More than 30 truckloads of almonds, pistachios, cashews, pecans, and walnuts have been stolen from nut growers and processors in central California in the last six months. Thieves infiltrating the long and complicated chain that link farms to retailers have made off with an estimated $10 million in product, on a scale that has stunned farmers and law enforcement alike.

“All we’ve seen in the past is in orchard theft, where guys take a bucket and go sell them at the farmers’ market. We’ve never seen anything like this,” said Roger Isom, president of the Western Agricultural Processors Association (WAPA).

Food and beverages have replaced electronics as the most-stolen good in the US. Criminals are concentrating their efforts on fewer heists of larger value, and as stolen goods go, nuts have a lot of appeal. They’re expensive. They have a long shelf life. They have no serial numbers and can’t be electronically tagged or traced.

And in central California, there’s nothing inherently suspicious about driving around with a truckload of nuts. The state grows 98% of the US commercial pistachio supply, 99% of US walnuts, and 80% of the world’s almonds. It grows a small percentage of the country’s pecans, and processes imported cashews too.

“I can pull over a car with 20 lbs. of methamphetamine in it and that driver’s going to jail,” said Tulare County Sheriff Mike Boudreaux. “I pull over 30,000 lbs. of pistachios, I have to prove that those are stolen, otherwise the guy goes on his way.”

The heists are carried out through fraud, not force. Law enforcement officials are reluctant to share details of ongoing investigations. But their efforts center on a network of criminals with a sophisticated understanding of the complex distribution systems connecting growers and processors to major buyers.

“It’s not your guy on the corner in the long jacket, selling knock-off Rolex watches,” Boudreaux said.

Say, for example, that a chain retailer like Costco orders thousands of pounds of pistachios from a grower in central California. Costco doesn’t have enough trucks in its own fleet to collect every shipment it needs, so it farms the pick-up contract to a broker—an online auction where trucking companies bid for the job. Successful bidders often then sub-contract the job to independent drivers.

Criminals are infiltrating this long chain between buyer and seller, setting up fictitious companies, altering paperwork, and diverting shipments so that legitimately-placed orders end up in nefarious hands. In some cases, even drivers delivering stolen loads don’t realize they’re participating in a crime.

“They show up with the paperwork. It looks legit. And because we’ve never seen this before, we’re kind of gullible,” Isom said. Many victims have been reluctant to go public with their stories out of embarrassment, he said.

Cases of tree nut loads stolen via fraud have risen steadily in the US, from four reported incidents valued at $487,790 in 2012 to 28 incidents valued at almost $4 million in 2015, according to anti-theft network CargoNet.

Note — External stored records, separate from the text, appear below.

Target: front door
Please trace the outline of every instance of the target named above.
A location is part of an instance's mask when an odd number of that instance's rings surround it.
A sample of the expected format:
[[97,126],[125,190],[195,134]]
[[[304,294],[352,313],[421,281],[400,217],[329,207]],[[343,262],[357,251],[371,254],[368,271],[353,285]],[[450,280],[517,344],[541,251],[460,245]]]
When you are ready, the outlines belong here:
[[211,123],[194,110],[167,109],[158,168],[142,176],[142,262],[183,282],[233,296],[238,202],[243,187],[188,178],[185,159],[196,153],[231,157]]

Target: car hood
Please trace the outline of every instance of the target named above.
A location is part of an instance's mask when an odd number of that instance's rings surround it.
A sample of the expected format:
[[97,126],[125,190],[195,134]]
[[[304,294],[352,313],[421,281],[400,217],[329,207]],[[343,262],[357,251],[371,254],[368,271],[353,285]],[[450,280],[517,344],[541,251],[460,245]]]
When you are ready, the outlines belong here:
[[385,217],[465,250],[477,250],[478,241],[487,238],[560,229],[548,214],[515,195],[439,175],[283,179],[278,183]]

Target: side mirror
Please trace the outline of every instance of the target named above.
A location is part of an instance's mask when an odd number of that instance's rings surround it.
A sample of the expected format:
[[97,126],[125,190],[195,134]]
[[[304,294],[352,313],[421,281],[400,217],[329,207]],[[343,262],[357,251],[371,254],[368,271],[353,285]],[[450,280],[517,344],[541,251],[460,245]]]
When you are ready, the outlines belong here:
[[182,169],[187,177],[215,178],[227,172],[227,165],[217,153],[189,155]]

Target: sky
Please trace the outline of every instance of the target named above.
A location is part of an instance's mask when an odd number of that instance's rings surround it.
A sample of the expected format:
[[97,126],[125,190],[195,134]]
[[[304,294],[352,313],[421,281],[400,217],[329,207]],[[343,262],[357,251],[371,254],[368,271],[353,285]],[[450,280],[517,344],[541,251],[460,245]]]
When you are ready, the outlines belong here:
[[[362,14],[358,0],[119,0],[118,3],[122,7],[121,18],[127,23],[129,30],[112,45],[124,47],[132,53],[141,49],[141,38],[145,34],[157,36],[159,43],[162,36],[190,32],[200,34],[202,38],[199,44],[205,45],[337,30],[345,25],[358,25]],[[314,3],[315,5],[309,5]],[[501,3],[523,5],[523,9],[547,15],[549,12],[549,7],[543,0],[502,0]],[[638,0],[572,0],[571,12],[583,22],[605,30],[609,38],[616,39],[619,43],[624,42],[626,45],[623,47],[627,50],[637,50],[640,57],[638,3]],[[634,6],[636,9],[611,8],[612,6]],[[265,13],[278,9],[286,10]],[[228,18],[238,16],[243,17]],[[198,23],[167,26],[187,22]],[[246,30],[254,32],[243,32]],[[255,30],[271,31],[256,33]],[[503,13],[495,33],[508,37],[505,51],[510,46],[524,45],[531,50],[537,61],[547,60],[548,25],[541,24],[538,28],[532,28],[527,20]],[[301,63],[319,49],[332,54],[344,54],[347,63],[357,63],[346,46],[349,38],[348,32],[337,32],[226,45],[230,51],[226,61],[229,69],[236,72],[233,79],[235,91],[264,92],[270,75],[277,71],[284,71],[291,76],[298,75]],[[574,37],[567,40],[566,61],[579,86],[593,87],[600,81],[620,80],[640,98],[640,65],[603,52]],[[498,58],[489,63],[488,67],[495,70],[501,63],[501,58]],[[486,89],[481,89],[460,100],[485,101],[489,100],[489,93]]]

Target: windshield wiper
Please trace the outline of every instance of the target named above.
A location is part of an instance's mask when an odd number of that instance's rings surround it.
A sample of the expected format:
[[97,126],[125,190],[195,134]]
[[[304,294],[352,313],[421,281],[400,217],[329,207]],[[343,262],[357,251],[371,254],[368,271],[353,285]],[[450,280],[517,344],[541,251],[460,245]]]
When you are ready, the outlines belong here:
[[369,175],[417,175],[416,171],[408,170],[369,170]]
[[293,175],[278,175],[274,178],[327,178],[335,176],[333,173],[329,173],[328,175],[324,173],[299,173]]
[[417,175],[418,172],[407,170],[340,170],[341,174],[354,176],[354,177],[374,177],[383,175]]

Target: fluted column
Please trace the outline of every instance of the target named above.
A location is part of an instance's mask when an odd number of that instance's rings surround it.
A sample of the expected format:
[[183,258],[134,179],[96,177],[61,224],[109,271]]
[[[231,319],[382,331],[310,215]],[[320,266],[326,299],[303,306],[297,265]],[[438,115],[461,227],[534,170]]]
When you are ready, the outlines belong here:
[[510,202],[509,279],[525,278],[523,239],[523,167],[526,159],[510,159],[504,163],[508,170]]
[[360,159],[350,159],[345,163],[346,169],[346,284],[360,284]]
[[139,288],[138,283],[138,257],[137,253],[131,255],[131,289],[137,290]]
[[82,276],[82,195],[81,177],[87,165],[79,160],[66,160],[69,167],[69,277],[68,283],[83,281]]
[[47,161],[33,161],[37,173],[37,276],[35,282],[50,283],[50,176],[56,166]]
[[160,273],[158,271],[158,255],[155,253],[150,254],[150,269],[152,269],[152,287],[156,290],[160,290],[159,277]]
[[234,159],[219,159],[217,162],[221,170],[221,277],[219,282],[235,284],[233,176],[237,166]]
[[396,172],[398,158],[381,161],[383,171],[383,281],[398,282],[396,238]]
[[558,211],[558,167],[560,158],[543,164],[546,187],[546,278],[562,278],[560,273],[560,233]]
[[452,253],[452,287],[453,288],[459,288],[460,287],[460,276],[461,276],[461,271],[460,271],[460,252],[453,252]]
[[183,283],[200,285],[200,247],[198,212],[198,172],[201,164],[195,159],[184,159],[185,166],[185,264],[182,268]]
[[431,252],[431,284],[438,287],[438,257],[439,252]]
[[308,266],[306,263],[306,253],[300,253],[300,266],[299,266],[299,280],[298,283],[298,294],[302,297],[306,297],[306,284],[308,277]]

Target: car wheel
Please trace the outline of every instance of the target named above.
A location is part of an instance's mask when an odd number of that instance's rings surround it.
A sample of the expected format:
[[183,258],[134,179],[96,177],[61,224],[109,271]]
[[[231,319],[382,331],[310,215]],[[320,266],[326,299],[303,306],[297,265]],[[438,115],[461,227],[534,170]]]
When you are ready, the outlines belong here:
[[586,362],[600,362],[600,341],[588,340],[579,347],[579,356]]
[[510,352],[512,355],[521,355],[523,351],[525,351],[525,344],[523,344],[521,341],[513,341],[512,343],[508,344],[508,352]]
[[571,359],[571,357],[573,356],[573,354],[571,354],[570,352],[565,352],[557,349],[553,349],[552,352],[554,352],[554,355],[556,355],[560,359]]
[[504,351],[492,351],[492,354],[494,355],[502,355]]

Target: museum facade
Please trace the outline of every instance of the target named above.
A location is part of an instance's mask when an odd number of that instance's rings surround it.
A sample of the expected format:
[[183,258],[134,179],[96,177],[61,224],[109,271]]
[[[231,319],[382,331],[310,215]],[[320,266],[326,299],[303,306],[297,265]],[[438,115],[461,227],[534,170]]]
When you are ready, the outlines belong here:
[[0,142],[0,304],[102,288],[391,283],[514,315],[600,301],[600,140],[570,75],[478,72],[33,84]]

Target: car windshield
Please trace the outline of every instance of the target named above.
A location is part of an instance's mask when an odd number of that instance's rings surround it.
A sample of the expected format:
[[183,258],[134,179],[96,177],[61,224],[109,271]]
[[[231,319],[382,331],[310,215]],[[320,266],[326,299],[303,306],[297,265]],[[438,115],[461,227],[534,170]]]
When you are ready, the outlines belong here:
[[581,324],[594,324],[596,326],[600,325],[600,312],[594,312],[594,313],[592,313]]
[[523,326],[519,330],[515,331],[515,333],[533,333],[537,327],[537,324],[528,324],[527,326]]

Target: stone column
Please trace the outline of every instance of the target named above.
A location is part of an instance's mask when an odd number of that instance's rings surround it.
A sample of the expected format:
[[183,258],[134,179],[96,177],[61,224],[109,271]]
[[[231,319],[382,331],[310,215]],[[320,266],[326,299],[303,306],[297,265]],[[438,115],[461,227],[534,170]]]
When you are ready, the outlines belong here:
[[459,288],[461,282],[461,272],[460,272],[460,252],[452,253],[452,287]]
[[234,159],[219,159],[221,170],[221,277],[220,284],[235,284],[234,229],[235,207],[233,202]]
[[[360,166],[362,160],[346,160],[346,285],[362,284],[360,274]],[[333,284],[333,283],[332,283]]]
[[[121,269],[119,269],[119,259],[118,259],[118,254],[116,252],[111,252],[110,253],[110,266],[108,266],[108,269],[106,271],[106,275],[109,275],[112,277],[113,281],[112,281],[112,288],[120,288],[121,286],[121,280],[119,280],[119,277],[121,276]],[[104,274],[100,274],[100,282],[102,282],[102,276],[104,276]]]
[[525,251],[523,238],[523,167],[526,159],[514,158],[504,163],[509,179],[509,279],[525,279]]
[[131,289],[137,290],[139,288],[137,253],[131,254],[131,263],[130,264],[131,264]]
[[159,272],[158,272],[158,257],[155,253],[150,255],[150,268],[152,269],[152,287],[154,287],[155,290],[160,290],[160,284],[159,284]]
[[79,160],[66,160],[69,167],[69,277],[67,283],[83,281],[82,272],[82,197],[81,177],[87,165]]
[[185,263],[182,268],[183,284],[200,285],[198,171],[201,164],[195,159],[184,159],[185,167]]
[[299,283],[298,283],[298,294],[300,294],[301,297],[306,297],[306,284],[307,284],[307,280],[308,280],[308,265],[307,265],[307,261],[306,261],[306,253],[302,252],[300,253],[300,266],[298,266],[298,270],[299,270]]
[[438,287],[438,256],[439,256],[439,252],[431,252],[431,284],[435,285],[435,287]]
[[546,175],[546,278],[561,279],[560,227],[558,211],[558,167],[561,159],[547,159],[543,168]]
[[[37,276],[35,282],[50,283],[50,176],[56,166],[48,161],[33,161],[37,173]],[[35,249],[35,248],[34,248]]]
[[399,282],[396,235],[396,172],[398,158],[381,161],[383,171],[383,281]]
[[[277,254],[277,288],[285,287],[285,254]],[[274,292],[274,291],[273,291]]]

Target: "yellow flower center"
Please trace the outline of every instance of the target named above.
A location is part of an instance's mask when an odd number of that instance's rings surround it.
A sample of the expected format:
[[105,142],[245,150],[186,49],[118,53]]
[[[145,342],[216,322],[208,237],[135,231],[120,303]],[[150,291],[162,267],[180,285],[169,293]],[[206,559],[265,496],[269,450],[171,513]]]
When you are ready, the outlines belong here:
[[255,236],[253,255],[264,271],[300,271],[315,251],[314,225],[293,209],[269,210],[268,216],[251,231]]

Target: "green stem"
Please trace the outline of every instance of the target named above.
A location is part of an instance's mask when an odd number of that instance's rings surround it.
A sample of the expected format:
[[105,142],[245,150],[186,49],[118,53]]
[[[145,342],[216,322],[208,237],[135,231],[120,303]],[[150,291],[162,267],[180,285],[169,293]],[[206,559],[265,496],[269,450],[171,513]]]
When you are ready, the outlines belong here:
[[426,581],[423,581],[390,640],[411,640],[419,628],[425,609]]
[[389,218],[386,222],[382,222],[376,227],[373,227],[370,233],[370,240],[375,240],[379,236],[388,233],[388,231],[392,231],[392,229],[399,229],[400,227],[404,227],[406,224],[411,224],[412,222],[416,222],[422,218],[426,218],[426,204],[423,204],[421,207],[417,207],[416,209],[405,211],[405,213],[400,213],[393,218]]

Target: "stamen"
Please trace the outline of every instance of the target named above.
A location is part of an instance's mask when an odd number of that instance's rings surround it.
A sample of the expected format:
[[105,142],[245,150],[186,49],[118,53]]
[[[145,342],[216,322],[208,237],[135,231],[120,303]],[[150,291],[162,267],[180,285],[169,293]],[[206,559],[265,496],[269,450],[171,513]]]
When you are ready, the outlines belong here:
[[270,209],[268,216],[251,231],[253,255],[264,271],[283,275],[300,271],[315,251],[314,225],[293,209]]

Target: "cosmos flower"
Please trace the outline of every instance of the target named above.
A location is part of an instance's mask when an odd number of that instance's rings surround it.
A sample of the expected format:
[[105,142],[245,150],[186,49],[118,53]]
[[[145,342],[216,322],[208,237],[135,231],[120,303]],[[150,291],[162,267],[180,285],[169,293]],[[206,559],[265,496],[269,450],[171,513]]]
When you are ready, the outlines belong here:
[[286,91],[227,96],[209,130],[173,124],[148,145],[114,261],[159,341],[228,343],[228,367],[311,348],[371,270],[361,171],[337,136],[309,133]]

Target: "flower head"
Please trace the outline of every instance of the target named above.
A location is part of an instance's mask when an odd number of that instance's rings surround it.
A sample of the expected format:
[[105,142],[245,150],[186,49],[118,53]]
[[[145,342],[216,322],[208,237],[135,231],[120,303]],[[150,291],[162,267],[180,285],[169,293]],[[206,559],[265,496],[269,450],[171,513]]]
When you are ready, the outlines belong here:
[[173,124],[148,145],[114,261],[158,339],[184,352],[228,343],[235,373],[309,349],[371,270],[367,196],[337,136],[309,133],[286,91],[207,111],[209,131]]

WAPA organized an emergency meeting last week that drew 120 people to learn about how to protect themselves against the crime.

The crimes are spread across multiple jurisdictions in California, making it difficult for investigators to coordinate efforts. State assemblywoman Kristin Olsen has introduced a bill to fund a task force that would let agencies work together.

“Every coordinated and successful attempt at cargo theft is a direct hit on not only the pockets of hardworking farmers and farmworkers in California, but on our state’s economy,” Olsen’s communications director Allison Wescott said. “We have to give law enforcement the tools they need to put a stop to these crimes.”